Significa que nós temos o
dinheiro escondido e vamos distribuir para quem tem Bolsa Família. Não sei como
essa gente teve a coragem de propor isso. Um pouco de inteligência faria bem a
quem formulou a proposta”.
A
explicação é ininteligível. “Essa gente”, que é a OAB, é a CNBB, são outras
entidades e inúmeros juristas, não propôs nada parecido com doações iguais de
empresários e de recebedores do Bolsa Família. E lavagem de dinheiro e caixa
dois são características comprovadas do financiamento das eleições por grandes
empresas, com destaque para as empreiteiras e alguns bancos. O eleitor comum é
que iria lavar dinheiro nas eleições?
Em
artigo divulgado no último dia 28, encontrável no saite Viomundo, a juíza
Kenarik Boujikian, do Tribunal de Justiça-SP, pergunta: “Quem de fato está
exercendo este poder” de eleger os “representantes do povo” no Legislativo e no
Executivo? “O povo brasileiro ou as empresas?”. E segue:
“A
resposta está dada: nas eleições presidenciais de 2010, 61% das doações da
campanha eleitoral tiveram origem em 0,5% das empresas brasileiras. Em 2012,
95% do custo das campanhas se originou de empresas” [2014 não está concluído].

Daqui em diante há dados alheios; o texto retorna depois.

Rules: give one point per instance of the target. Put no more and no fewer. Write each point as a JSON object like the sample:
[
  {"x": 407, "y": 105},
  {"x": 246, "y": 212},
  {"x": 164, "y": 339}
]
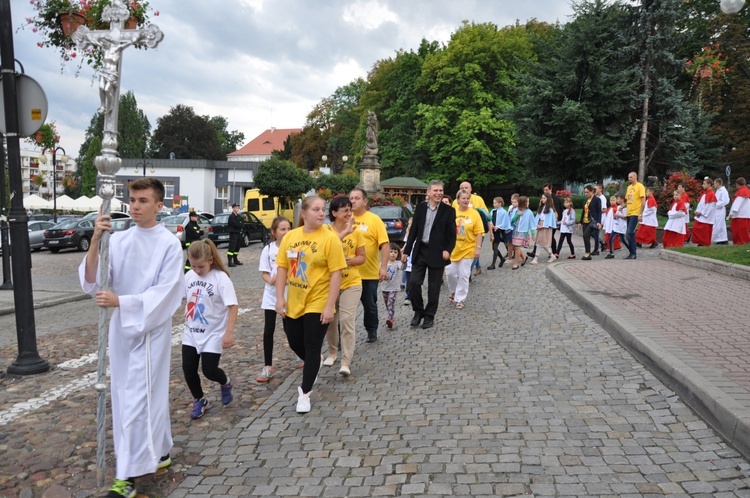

“Forçoso concluir que o sistema eleitoral está alicerçado no poder econômico, o
que não pode persistir.”
O
PT pretende a solução do financiamento eleitoral com verba pública. E lá
iríamos nós financiar o pouco que se salva e o muito que não presta na
política. O PMDB quer o dinheiro das empresas, mas cada doadora financiando um
único partido. O PSDB é contra as duas propostas, o que leva à preservação do
atual sistema. No Congresso há projetos para todos os gostos. Daí a importância
da ação no Supremo.
Desde
a reforma do Judiciário, há 11 anos, a Constituição aboliu o bloqueio de
processos, como Gilmar Mendes faz a pretexto de vista de uma questão sobre a
qual emite publicamente posição definida. Como diz a juíza Kenarik Boujikian,
“não é tolerável que, com um pedido de vista, um ministro possa atar as mãos da
instância máxima do próprio Poder Judiciário, o que soa ainda mais desarrazoado
se considerarmos o resultado provisório [6 a 1] do processo e a manifestação do
ministro. Com isto quero dizer que a soberania popular, que cada magistrado
exerce em cada caso e sempre em nome do povo, não pode ficar na mão de uma
pessoa, em um órgão colegiado”.
Gilmar
Mendes desrespeita o determinado pelo art. 93 da Constituição porque não quer
que se imponha a decisão do STF, como está claro em sua afirmação de que “isso
é assunto para o Congresso”. Mas, além do problema de sua atitude, a decisão do
Supremo tem importância fundamental. Eduardo Cunha avisa que levará a reforma
política à votação já em maio. O dinheiro das campanhas é um dos temas
previstos. E a decisão do Supremo, se emitida em tempo, ficará como um
balizamento que não poderá ser ignorado pela reforma política, uma vez que
antecipará o que é ou não compatível com a Constituição. E, portanto, passível
ou não de ser repelido pelo Supremo Tribunal Federal.